Its dynamo director, though, can’t promote it. Kinji Fukasaku died in 2003, having just embarked on Battle Royale’s sequel (see the boxout). His sixtieth and last film, in a four-decade career, would be the one most widely celebrated around the world.


Battle Royale’s success in Japanese cinemas led to a special edition reissue a few months later. It has some newly-shot footage with the reunited cast, plus jazzed-up gore effects, but it’s mostly spurious. The tweaked splatter adds nothing to the shock of the original. New scenes include an inane flashback that turns child abuse into a cartoon, and the class students in a basketball game. The sole interesting new scene is at the very end, featuring a mellowed-out Tekeshi Kitano (the killer teacher). In 2010, Battle Royale was reissued in Japanese cinemas once more, this time in 3D.

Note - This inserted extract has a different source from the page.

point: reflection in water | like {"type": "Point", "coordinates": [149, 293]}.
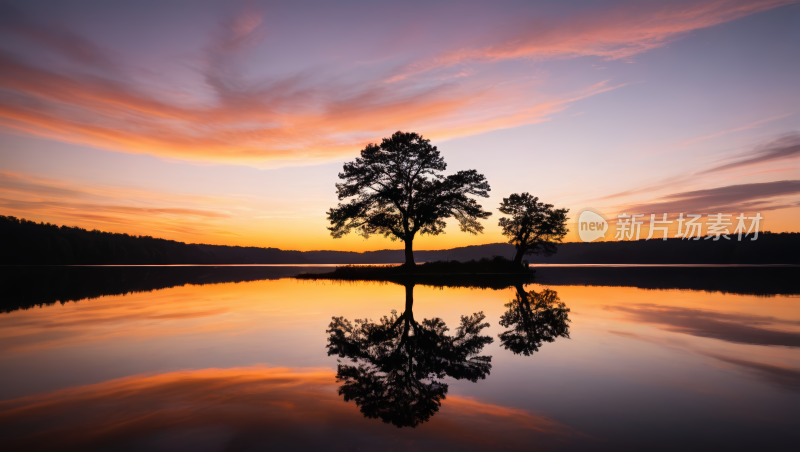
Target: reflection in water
{"type": "Point", "coordinates": [533, 318]}
{"type": "Point", "coordinates": [727, 326]}
{"type": "Point", "coordinates": [400, 362]}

Kinji Fukasaku died of prostate cancer just after starting Battle Royale II: Requiem. His son Kenta made the film. Like the original, its premise is inflammatory; kids battle heroic terrorists who cause 9/11-style carnage. (Kenta said his father reacted to the real 9/11 with applause.) The sequel has chutzpah, pastiching the beach-landing in Saving Private Ryan. But it’s also overlong, pompous, mostly uninvolving and – especially at the end – laughably stupid. One of the better strands involves the Kitano character’s unseen daughter from the first film, now played by Ai Maeda. She’s more memorable than her sister Aki, who was the first film’s heroine.